Soutenir l’entrepreneuriat africain avec plus de 3 milliards d’euros
Emmanuel Macron cite également les actions entreprises en matière de recherche scientifique, de sport, de culture. Mais également, des années durant : «Nous avons soutenu l’entrepreneuriat africain en y consacrant plus de 3 milliards d’euros entre 2019 et 2022 au travers de l’initiative « Choose Africa ».» Il annonce l’amplification de cet effort «en ciblant davantage les entrepreneurs français et africains qui sont confrontés au risque et qui n’arrivent pas à accéder au crédit ou au capital de quelques centaines de milliers d’euros qui débloqueraient leur situation». Indique que ‘Choose Africa 2’, sera dédié à cet effort «et qui, en particulier en matière de culture, de sport, d’agriculture et de digital, reprenant tout ce que nous avons fait avec « Digital Africa » ces dernières années, démultipliera les opportunités.»
«Nous ne sommes aujourd’hui qu’au milieu du gué»
Si Emmanuel Macron juge qu’il y a des avancées, il note : «Nous ne sommes aujourd’hui qu’au milieu du gué». Pour lui, c’est la fin d’une époque marquée par la centralité de la question sécuritaire et militaire et la prééminence du sécuritaire. Le deuxième grand changement étant de passer d’une logique d’aide à une logique d’investissement solidaire et partenariale. «Lors du sommet que nous allons organiser le 23 juin à Paris, nous allons consolider ce passage de la logique d’aide à celle d’investissement solidaire. Sur le nouveau partenariat Sud-Nord précisément parce que c’est avec l’Afrique, mais aussi avec l’Inde, la Barbade, que nous pourrons inventer un nouveau pacte pour dessiner une nouvelle architecture financière internationale permettant de lutter contre les inégalités, de financer la transition climatique». Il considère que: «l’Afrique est un continent où nous devons bâtir des relations respectueuses, équilibrées, responsables pour lutter ensemble sur des causes communes telles que le climat. Et c’est pour moi les termes mêmes de ce partenariat renouvelé que nous souhaitons, qui est l’inverse des logiques de prédation, qu’elles soient militaires et sécuritaires ou qu’elles soient financières, poussées aujourd’hui par d’autres pays».

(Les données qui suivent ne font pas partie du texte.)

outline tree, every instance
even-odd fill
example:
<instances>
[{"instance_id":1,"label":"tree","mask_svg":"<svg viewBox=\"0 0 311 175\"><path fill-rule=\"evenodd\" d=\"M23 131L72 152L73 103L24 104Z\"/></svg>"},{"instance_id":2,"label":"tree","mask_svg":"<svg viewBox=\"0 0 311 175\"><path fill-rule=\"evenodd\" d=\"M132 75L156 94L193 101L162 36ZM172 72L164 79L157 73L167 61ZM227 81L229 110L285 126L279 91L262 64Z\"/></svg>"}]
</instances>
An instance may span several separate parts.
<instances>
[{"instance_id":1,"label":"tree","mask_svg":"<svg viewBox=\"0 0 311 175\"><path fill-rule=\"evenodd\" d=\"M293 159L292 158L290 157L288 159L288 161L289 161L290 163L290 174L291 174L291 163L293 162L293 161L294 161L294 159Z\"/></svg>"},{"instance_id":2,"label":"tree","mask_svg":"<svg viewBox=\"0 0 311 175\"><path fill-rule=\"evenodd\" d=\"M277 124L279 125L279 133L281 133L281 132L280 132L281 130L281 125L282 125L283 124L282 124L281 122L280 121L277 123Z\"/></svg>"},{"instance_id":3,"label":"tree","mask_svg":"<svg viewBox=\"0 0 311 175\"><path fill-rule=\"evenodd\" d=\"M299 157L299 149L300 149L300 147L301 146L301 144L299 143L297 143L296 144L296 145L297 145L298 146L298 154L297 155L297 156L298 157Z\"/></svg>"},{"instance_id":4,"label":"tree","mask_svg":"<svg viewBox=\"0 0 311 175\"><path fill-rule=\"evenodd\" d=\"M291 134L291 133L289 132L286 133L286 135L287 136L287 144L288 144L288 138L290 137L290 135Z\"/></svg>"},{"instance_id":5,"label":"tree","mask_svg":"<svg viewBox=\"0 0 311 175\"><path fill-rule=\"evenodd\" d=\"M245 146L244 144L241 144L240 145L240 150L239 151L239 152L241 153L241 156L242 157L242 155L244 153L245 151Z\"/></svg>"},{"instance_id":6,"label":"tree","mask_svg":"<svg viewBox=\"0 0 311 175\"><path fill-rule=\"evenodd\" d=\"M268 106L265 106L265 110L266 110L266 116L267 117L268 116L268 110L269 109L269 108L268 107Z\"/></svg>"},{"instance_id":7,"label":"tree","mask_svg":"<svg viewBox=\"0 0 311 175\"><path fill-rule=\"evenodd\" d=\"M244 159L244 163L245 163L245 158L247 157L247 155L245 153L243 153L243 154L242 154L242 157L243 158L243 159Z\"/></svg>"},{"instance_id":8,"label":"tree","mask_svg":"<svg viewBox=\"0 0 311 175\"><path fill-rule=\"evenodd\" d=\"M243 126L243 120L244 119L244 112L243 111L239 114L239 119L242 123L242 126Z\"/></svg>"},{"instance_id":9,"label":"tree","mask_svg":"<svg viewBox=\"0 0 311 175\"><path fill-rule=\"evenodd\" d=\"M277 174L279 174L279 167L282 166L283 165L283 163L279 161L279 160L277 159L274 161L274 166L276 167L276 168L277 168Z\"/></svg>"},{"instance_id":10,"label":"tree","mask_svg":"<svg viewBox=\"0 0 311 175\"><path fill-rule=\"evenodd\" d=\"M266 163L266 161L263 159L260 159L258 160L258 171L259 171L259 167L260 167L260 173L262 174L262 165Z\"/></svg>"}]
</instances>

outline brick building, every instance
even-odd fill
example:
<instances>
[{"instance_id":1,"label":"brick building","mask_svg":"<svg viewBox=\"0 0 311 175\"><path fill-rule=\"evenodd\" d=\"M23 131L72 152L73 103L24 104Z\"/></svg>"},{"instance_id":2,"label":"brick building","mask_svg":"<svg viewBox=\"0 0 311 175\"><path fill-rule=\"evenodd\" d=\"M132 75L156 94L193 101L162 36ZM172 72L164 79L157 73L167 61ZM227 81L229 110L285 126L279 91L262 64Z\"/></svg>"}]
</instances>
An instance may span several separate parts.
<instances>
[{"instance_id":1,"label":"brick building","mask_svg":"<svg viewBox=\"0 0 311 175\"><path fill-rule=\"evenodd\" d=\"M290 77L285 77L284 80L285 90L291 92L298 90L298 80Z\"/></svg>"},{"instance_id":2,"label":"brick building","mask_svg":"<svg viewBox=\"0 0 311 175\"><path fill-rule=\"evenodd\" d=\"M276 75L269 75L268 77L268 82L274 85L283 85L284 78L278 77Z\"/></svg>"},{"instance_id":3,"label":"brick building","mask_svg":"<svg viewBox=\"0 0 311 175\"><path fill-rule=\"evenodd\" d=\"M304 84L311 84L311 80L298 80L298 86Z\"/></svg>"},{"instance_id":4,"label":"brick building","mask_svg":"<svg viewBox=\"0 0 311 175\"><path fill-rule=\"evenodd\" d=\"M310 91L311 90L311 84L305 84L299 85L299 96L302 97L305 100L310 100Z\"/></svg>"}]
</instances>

Bâtir un nouveau modèle de partenariat militaire
Le président de la République estime qu’il faut d’abord bâtir un nouveau modèle de partenariat militaire. «La logique, c’est que notre modèle ne doit plus être celui de bases militaires telles qu’elles existent aujourd’hui. Demain, notre présence s’inscrira au sein de bases, d’écoles, d’académies qui seront cogérées, fonctionnant avec des effectifs français qui demeureront, mais à des niveaux moindres et des effectifs africains qui pourront aussi accueillir, si nos partenaires africains le souhaitent et à leurs conditions, d’autres partenaires». Il annonce ainsi que cette transformation débutera dans les prochains mois sur le principe même de la co-construction «avec une diminution visible de nos effectifs et, de manière concomitante, une montée en puissance de la présence dans ces bases de nos partenaires africains. Elle suppose que nos partenaires africains formulent très clairement leur besoin militaire et sécuritaire, qu’ensuite nous accroissions notre offre de formation, d’accompagnement, d’équipement au meilleur niveau».
Pays francophones: un fonds de 40 millions d’euros mis à disposition des ambassades
Emmanuel Macron annonce d’autre part: «Dès cette année, un premier fonds de 40 millions d’euros sera mis à disposition de nos ambassades dans les pays d’Afrique francophone pour faire la démonstration que nous pouvons faire cette transformation. Et c’est la mission que je donne à nos ambassadrices et ambassadeurs : démontrer que notre partenariat est concret et piloter une communication offensive, au fond, décomplexée mais sans arrogance». Il ajoute: «On ne va pas faire le bien commun. On a des défis communs».
«Notre intérêt, c’est d’abord la démocratie»
Dans le même temps Emmanuel Macron lance: «Notre intérêt, c’est d’abord la démocratie. La France est un pays qui soutient, en Afrique comme ailleurs, la
démocratie et la liberté. Un pays qui parle à tout le monde, y compris aux opposants politiques. Un pays qui préfère les institutions solides aux hommes providentiels. Un pays qui considère que les putschs militaires ne seront jamais des alternances démocratiques. Et, comme le rappellent nombre d’intellectuels africains, la démocratie a également une genèse africaine. Aussi, notre rôle n’est pas d’imposer nos valeurs ou de les proclamer, mais de contribuer à ce que des réseaux d’intellectuels et d’acteurs civiques la fassent vivre en s’inspirant des pratiques démocratiques de leur société». Ce sera le rôle de la « Fondation sur l’innovation et la démocratie » qui a été créée en fin d’année dernière à Johannesburg et qui ambitionne de rayonner sur tout le continent.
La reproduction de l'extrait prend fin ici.